I was surprised Veer had read it and whether I wanted to or not I melted.

Though only a business duffer like me could have bagged this bargain offer from the Man Upstairs to buy two brothers and get these two ex-brothers-in-laws for free.


“Veer a word of advice- stay away from the activist type of woman- she is the most dangerous of her species.” Rajveer cautioned.

I sneered to let Rajveer know he was persona non grata. He and I might have bonded over our mutual hatred for my ex but that was eons ago.


“This joke ends right now or I guarantee I will keep you bound in litigation for the rest of your natural lives.”

“Oh dear!
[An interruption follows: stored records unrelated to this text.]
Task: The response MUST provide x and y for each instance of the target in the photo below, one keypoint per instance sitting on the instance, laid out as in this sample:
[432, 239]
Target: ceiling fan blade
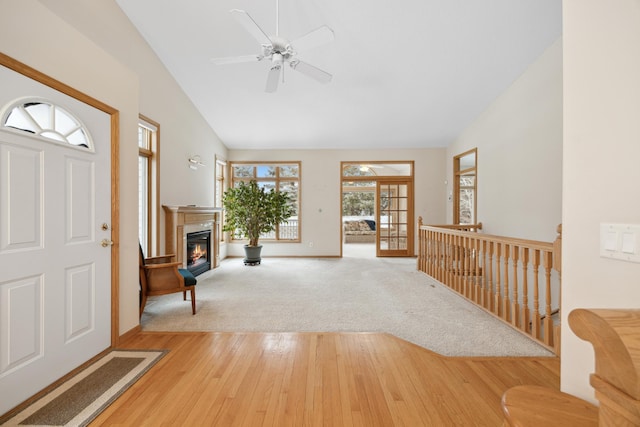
[311, 71]
[273, 77]
[251, 26]
[236, 59]
[314, 38]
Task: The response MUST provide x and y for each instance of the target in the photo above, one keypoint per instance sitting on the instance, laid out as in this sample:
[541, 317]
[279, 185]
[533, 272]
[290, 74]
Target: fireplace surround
[181, 221]
[198, 251]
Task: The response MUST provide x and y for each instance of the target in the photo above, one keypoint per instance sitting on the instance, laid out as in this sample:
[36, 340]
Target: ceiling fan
[280, 50]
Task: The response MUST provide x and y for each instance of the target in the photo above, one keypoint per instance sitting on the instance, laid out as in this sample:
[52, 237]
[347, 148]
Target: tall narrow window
[283, 177]
[148, 185]
[221, 173]
[48, 120]
[465, 187]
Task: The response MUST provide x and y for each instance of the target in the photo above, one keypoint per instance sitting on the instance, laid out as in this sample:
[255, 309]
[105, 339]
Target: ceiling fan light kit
[280, 51]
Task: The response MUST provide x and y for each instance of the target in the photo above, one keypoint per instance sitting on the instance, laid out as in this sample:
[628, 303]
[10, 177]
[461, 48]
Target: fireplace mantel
[180, 220]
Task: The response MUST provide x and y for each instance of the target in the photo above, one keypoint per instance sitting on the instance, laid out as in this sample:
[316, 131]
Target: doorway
[376, 209]
[58, 217]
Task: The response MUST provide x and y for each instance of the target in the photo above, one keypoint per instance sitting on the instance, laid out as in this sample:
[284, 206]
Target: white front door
[55, 275]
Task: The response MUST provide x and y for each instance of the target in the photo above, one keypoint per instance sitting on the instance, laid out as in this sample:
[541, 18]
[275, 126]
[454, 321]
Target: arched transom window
[48, 120]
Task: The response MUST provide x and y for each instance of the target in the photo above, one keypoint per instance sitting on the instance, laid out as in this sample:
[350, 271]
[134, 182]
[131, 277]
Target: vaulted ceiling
[406, 74]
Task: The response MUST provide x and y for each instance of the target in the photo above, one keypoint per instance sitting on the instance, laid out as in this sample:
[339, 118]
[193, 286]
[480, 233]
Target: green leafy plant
[250, 210]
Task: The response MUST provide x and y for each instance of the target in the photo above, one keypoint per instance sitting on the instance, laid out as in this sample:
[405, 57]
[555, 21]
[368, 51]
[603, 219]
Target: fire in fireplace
[198, 250]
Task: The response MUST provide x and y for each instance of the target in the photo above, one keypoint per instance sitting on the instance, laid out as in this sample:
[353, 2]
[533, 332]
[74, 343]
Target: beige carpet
[333, 294]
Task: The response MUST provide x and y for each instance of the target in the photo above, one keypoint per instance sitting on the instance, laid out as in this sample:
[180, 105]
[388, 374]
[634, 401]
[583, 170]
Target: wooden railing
[517, 280]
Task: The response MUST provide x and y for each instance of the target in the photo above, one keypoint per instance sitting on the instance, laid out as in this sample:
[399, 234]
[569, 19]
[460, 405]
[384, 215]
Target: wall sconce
[195, 161]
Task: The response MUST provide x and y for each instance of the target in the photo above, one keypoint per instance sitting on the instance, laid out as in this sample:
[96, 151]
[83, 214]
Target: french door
[394, 217]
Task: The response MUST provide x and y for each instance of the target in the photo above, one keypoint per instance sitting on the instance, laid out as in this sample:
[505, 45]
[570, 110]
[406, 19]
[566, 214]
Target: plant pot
[252, 254]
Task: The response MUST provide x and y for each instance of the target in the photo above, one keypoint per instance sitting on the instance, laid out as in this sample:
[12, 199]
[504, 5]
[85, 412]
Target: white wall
[519, 163]
[321, 193]
[92, 47]
[600, 171]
Are you in- what is it called- a snit?” Rajveer chided. “How on earth did you recognize her Prithvi?”

I eyed myself critical. I had not lost that much weight. To hear him tell one would think I had been fading away.

“Oh I tallied the nail marks on men she scratched, tooth marks on the man whose arm she bit,” Prithvi replied eyes twinkling.

“You are the only woman in my acquaintance who gets these unusual ideas. Do you know this makes you downright unpopular?” Rajveer chided.

“While on the subject of my unpopularity I can confidently wager the last person Mr. Virata Rai wants to see in this world is me.” I glared baleful lips thinning.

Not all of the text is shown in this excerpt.